CO causes lifetime damage: Utah expert and his patient wonder how many are in danger
Cynthia Smith was poisoned silently and slowly in her own home every day as she worked, ate, read and watched TV.
Even as she slept, the colorless, tasteless, odorless poison attacked her brain, snatching parts of its functioning for two and a half years before the stealthy culprit was discovered.
Her faulty furnace leaked carbon monoxide — not enough to kill her, but more than enough to damage her brain, her health, her emotions, her job and her future.
Today, the former venture capitalist and 30-something businesswoman from San Francisco is dealing with brain damage, heart trouble and the possibility of other health problems after she unknowingly inhaled the poison for months on end.
Smith is in Salt Lake City to visit Dr.
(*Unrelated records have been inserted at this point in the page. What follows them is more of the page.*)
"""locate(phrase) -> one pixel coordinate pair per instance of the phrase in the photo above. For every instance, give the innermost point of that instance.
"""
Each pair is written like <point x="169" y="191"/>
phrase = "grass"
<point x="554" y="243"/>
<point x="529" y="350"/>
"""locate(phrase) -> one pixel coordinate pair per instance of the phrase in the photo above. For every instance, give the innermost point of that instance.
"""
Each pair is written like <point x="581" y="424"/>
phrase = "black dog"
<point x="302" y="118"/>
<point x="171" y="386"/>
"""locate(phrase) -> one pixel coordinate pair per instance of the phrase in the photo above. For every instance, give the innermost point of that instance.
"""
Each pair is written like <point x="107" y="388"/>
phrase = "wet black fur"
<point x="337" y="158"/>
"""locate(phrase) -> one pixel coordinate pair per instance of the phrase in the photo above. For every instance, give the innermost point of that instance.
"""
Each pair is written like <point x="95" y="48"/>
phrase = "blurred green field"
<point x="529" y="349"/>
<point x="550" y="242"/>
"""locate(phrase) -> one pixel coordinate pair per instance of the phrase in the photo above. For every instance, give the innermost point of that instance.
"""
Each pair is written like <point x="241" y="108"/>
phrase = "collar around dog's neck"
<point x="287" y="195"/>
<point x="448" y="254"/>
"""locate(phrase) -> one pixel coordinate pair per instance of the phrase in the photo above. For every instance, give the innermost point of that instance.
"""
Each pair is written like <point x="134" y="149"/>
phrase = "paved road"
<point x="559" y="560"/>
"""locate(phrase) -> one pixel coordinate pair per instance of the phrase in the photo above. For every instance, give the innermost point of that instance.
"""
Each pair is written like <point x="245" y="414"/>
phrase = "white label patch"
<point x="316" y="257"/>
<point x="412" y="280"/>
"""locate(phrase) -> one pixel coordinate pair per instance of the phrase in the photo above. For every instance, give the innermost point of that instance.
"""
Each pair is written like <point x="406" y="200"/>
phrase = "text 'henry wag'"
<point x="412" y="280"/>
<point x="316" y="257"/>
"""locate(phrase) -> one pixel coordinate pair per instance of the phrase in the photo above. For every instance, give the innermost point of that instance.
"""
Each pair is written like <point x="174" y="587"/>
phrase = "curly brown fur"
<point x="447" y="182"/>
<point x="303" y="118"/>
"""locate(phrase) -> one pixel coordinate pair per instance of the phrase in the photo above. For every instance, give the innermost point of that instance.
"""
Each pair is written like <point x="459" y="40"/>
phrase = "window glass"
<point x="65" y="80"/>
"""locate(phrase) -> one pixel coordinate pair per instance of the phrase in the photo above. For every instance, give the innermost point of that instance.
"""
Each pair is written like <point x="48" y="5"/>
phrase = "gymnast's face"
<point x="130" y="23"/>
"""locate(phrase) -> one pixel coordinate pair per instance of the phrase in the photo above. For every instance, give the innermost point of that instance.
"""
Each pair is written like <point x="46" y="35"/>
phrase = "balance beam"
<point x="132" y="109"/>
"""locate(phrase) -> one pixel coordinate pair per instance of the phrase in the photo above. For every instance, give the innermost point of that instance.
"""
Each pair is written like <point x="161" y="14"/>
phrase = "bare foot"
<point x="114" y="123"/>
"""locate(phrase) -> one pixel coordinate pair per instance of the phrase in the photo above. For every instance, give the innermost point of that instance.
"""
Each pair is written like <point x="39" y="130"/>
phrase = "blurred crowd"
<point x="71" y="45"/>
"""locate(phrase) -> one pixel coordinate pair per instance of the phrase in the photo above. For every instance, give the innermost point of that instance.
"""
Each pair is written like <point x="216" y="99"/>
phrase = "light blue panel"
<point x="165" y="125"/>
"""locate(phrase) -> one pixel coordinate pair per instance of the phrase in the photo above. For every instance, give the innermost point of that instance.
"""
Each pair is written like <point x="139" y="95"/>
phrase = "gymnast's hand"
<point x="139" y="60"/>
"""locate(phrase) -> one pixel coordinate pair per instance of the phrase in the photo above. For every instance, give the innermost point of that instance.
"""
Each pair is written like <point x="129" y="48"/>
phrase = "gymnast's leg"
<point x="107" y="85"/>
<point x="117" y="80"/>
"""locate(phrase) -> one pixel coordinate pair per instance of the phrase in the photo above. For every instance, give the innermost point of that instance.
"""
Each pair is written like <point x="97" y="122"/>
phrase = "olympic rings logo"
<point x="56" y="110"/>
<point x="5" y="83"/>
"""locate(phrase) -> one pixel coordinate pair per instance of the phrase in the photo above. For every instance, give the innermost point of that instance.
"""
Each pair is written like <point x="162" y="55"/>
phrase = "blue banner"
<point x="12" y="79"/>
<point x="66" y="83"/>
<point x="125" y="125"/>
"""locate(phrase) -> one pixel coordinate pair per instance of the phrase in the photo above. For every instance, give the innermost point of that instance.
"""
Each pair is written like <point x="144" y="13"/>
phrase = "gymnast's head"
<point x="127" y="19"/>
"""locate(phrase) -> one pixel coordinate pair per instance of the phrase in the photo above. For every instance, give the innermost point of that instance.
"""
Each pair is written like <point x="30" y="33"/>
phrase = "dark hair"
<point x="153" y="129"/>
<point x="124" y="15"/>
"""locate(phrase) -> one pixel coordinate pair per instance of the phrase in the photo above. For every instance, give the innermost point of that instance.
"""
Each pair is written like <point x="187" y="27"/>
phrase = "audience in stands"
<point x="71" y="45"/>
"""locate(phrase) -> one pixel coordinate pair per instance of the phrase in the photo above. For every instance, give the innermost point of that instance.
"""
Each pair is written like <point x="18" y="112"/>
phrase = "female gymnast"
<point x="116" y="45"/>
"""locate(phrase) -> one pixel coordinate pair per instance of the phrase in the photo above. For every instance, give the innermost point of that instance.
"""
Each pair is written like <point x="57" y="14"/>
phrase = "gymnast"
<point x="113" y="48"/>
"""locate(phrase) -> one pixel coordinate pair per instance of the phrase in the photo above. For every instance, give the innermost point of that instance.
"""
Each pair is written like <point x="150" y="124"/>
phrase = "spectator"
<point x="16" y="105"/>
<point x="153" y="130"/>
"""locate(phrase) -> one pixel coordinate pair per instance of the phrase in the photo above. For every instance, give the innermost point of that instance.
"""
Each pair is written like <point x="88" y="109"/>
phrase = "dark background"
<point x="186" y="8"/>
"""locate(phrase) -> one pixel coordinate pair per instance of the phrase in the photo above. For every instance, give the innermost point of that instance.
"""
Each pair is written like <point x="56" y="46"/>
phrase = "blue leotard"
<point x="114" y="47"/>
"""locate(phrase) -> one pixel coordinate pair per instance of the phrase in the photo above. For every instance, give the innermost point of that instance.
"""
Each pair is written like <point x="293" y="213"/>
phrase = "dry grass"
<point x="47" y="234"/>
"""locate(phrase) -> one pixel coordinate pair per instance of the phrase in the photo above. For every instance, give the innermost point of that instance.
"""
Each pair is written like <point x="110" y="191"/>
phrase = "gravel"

Lindell Weaver, medical director of the Hyperbaric Medicine Center at Intermountain Medical Center, whose most recent study on carbon monoxide poisoning was published Wednesday in the New England Journal of Medicine. He is one member of a team of doctors now helping Smith deal with the consequences of the poisoning, which she discovered in the fall of 2001.
Both Weaver and his patient wonder how many others are now being poisoned little by little, with children, unborn babies and older people at particular risk for damage with exposure to CO levels that may not do the same harm — or even create symptoms — in healthy adults.
The study describes the potential for ongoing impact on those suffering from long-term exposure, and advises that such patients "should be informed that they may not fully recover after poisoning." Patients not only have been deprived of oxygen that is critical to brain function, but the inflammation caused by CO results in injury to tissue that may explain symptoms in patients that develop long-term cognitive problems, the study said.
Yet it was the initial lack of specificity and severity of her symptoms that kept Smith from discovering the problem, and getting the necessary treatment more quickly, she said.
"I had nausea, headaches and general fatigue based on the time of exposure or whether I was out of town. If you were to create a list, there could be 20 to 30 symptoms," none of which specifically pointed to CO poisoning, she said. Loss of balance and a lack of concentration were also present.